When those tags lost bite, the left raised the stakes. “White supremacist” replaced “racist” for positions like ending illegal immigration or opposing radical medical interventions for children. When that failed to stanch conservative influence, progressives reached for the final word: fascist.

That choice carries theological force. In secular modernity, defeating Hitler and the Nazis became a foundational myth. Anti-fascism assumed the status of a civic religion: a liturgical memory, a ritual cast of villains, and a duty of perpetual vigilance.

Paul Gottfried and other thinkers note how anti-fascism functions as a moral system after World War II. Comparing any enemy leader to Hitler became morally decisive. Nationalism, family veneration, and cultural continuity assumed guilt by association. The strong gods, once banished, left a moral vacuum that anti-fascism now fills.

RELATED: Calling MAGA ‘fascist’ is the smear of the century

Gina Ferazzi/Los Angeles Times via Getty Images

We’re all ‘fascists’ now?

Yet, fascism as a coherent political doctrine remains a historical phenomenon tied to early 20th-century Italy and, in some respects, to German national socialism. Stretching the term until it fits every conservative position strips it of analytical meaning. Calling something “fascist” should require attention to ideology, not impulse. Treating the word as a universal moral obliterator turns politics into theology. You cannot bargain with demons; you must exterminate them.

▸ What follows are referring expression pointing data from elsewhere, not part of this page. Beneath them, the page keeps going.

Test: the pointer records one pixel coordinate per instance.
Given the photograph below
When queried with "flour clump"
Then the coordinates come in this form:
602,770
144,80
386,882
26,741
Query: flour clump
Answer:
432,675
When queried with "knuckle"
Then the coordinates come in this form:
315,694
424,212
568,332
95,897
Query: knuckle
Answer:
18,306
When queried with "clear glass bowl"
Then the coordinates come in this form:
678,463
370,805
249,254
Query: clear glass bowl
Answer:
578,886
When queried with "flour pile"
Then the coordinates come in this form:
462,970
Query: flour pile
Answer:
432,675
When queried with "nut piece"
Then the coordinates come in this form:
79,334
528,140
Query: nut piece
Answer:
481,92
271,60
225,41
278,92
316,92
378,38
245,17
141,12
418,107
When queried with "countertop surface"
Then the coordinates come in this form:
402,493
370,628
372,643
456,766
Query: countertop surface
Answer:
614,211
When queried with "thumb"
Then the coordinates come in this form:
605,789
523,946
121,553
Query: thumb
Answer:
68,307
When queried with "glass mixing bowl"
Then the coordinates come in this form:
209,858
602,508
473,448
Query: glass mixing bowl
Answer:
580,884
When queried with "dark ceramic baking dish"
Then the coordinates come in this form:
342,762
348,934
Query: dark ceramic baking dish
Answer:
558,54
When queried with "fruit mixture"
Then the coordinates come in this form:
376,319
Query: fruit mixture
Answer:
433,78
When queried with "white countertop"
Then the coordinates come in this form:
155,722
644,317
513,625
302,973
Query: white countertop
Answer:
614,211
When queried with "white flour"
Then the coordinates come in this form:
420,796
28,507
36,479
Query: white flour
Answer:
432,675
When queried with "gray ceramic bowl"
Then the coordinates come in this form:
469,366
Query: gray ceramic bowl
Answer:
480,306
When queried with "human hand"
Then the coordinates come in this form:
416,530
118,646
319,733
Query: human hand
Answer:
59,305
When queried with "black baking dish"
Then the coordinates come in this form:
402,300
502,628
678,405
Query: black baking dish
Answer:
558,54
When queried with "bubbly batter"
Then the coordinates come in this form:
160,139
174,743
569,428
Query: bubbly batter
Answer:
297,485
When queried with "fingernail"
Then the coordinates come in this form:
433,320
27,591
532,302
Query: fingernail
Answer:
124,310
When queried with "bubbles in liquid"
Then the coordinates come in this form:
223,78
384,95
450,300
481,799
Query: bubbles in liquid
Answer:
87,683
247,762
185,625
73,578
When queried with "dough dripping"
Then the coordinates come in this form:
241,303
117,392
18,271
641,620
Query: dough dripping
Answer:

The very online left sells a modern variant: “ontological evil.” Call someone ontologically evil and you deny that person’s capacity for change. Evil becomes an essential property, not a series of choices. A man deemed ontologically evil stops being a political adversary and becomes a predator to be neutralized. That rhetoric creates a moral climate in which killing a political opponent appears not merely excusable but necessary.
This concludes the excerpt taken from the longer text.